As imagens de Jazz personificam a própria linguagem da modernidade: o vibrante das cores e o irreprodutível. Baseadas no ritmo e na improvisação, nas cores vivas e vertiginosas a serviço da emoção e do movimento, as obras fazem de Matisse um dos ícones da arte do século XX.

De acordo com o professor Freire, Matisse e Picasso pertenceram a uma geração de artistas que pesquisaram e experimentaram novas formulações e marcaram um distanciamento da repetição da realidade. Os dois artistas não precisavam de tantos traços e sombras e não excederam na perspectiva para representar uma figura ou uma cena. A curadora da exposição Anna Paola Baptista vê Picasso como um artista mais cerebral e Matisse mais visceral. “A cor era o ponto focal para a arte de Matisse, enquanto que para Picasso as pesquisas relacionadas ao plano e a perspectiva eram mais fortes”, explica.

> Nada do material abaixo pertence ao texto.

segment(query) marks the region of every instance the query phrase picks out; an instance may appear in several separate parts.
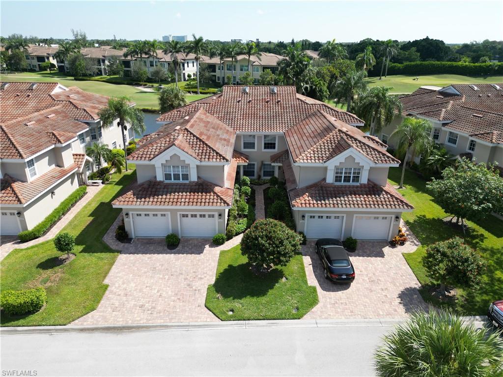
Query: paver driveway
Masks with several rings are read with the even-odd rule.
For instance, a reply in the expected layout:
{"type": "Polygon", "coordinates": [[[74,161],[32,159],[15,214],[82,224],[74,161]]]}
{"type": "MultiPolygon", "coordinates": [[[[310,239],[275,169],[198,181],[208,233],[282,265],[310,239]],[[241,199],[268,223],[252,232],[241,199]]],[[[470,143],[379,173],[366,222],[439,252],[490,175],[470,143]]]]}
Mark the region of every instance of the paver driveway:
{"type": "Polygon", "coordinates": [[[129,324],[218,321],[204,306],[206,290],[215,280],[220,250],[239,243],[234,237],[220,246],[210,239],[183,239],[176,250],[163,239],[117,242],[110,228],[106,242],[120,255],[105,280],[108,289],[98,309],[75,325],[129,324]]]}
{"type": "Polygon", "coordinates": [[[302,249],[304,265],[308,282],[318,291],[319,304],[304,318],[400,318],[427,309],[417,291],[419,282],[401,255],[418,245],[413,235],[408,235],[412,239],[396,248],[387,242],[359,241],[358,250],[350,253],[356,272],[351,285],[336,285],[323,277],[314,241],[308,241],[302,249]]]}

Freire enfatiza a diferença entre os dois “Matisse privilegiou a cor, utilizou-se das cores puras, chapadas e aprendeu com a gravura japonesa a dar importância aos fundos, inclusive para tirar partido do decorativismo. Ele afirmou o óbvio, ou seja, que a pintura é bidimensional. Picasso, no primeiro momento, analisou o objeto e o representou fragmentado, a partir de vários ângulos”, afirma o professor.

Matisse para formar platéia: a história pela arte

As pinturas da exposição Jazz, feitas de recortes de papel previamente coloridos de guache, têm agradado principalmente as crianças. Pais e escolas levam a garotada para aprenderem mais sobre arte e até se divertirem com as histórias contadas pelos guias. Cerca de 35 alunos da Escola Municipal Julieta Calmon, na Boca do Rio visitaram as exposições na Caixa Cultural. Para a coordenadora pedagógica da instituição, Sara Galvão, o contato com a arte, ainda na infância, é transformador. “Essas visitas a exposições contribui para a troca de informação e futuramente até para que eles se identifiquem com a arte, se interessem pela vida artística e despertem os artistas dentro de si”, pondera.

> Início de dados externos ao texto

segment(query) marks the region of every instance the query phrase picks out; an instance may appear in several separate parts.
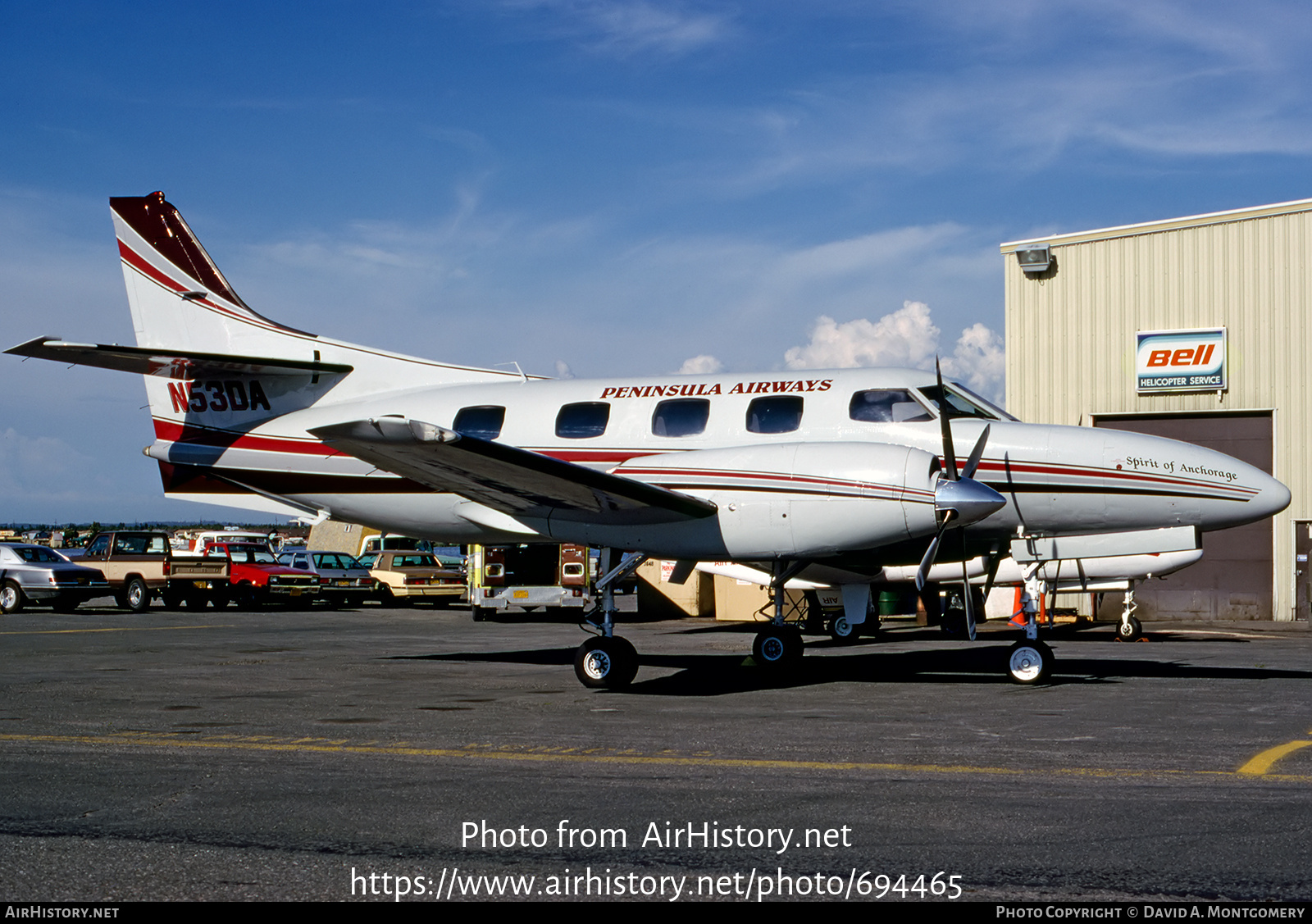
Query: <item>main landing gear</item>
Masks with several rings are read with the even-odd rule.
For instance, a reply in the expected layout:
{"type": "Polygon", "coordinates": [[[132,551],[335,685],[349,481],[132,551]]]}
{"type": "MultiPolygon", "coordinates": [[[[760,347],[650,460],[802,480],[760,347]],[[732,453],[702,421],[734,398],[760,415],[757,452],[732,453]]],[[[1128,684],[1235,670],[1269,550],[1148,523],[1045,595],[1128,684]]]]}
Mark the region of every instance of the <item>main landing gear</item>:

Segundo Sara, as escolas têm um papel fundamental para inserir o aluno ao entendimento da arte e da história. “Com essas iniciativas, os alunos crescem com o sentimento valorativo da arte e aprendem a importância dessas visitas em museus e salões de exposição temporárias, como é o caso da Caixa Cultural que sempre está trazendo exposições novas a Salvador”, explica.

A curadora Anna Paola acredita que a arte sirva para mostrar o lado mais rico do ser humano e sua capacidade de criação. “Uma criação que não se vincula às necessidades de sobrevivência física da espécie. A história da arte vem para nos fazer refletir como isso se deu ao longo do tempo”, revela.

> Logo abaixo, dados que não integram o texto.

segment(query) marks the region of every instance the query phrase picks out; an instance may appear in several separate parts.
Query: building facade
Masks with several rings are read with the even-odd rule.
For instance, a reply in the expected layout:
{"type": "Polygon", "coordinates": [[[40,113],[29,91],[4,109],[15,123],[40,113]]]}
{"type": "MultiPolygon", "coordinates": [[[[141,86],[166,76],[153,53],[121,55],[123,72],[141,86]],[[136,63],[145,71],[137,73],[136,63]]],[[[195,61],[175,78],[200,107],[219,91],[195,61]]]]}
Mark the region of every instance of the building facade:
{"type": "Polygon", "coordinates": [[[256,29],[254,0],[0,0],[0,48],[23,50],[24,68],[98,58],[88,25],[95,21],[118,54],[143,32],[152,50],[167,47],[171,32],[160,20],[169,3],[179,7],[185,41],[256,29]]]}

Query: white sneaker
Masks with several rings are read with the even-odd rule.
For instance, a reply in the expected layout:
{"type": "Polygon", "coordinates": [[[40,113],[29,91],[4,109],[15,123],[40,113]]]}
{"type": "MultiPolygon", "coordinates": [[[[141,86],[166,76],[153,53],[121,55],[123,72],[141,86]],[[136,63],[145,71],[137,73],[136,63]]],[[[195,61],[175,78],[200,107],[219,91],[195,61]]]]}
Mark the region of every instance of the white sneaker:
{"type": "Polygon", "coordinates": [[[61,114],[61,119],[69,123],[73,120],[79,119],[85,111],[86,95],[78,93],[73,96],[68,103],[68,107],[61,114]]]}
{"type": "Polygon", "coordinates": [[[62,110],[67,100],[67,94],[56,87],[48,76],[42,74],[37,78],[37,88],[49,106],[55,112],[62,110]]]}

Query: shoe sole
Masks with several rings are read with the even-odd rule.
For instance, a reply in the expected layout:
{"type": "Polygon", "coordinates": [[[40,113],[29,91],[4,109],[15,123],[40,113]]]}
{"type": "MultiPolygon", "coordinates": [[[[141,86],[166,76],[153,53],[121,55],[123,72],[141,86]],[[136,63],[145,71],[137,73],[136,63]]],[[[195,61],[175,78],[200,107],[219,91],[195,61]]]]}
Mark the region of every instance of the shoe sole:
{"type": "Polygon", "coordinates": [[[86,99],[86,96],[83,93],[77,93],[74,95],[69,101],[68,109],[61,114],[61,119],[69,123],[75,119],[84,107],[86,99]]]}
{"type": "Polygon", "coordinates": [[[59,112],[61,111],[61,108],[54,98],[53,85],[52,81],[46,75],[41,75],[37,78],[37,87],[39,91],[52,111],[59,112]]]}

Freire comenta sobre a importância da arte na contemporaneidade. “A arte é expressão da cultura e também uma expressão individual de um ser humano que pretende se comunicar com recursos vários, que vão do desenho à apropriação de coisas existentes e à ressignificação delas”, esclarece. Ele ainda destaca que “a vida com arte é uma vida de maior qualidade, é vida sensível, estética e intelectualmente estimulada”.

Kaliandra que também é poetiza e está inserida nesse mundo artístico destaca que a arte em si permite fugir de regras e padrões, além de viajar em mundos distantes. “Proporciona diversos sentimentos e emoções, além de contar histórias incríveis. Ela realmente tem representatividade e pode se fazer presente em tudo que vivemos”, finaliza.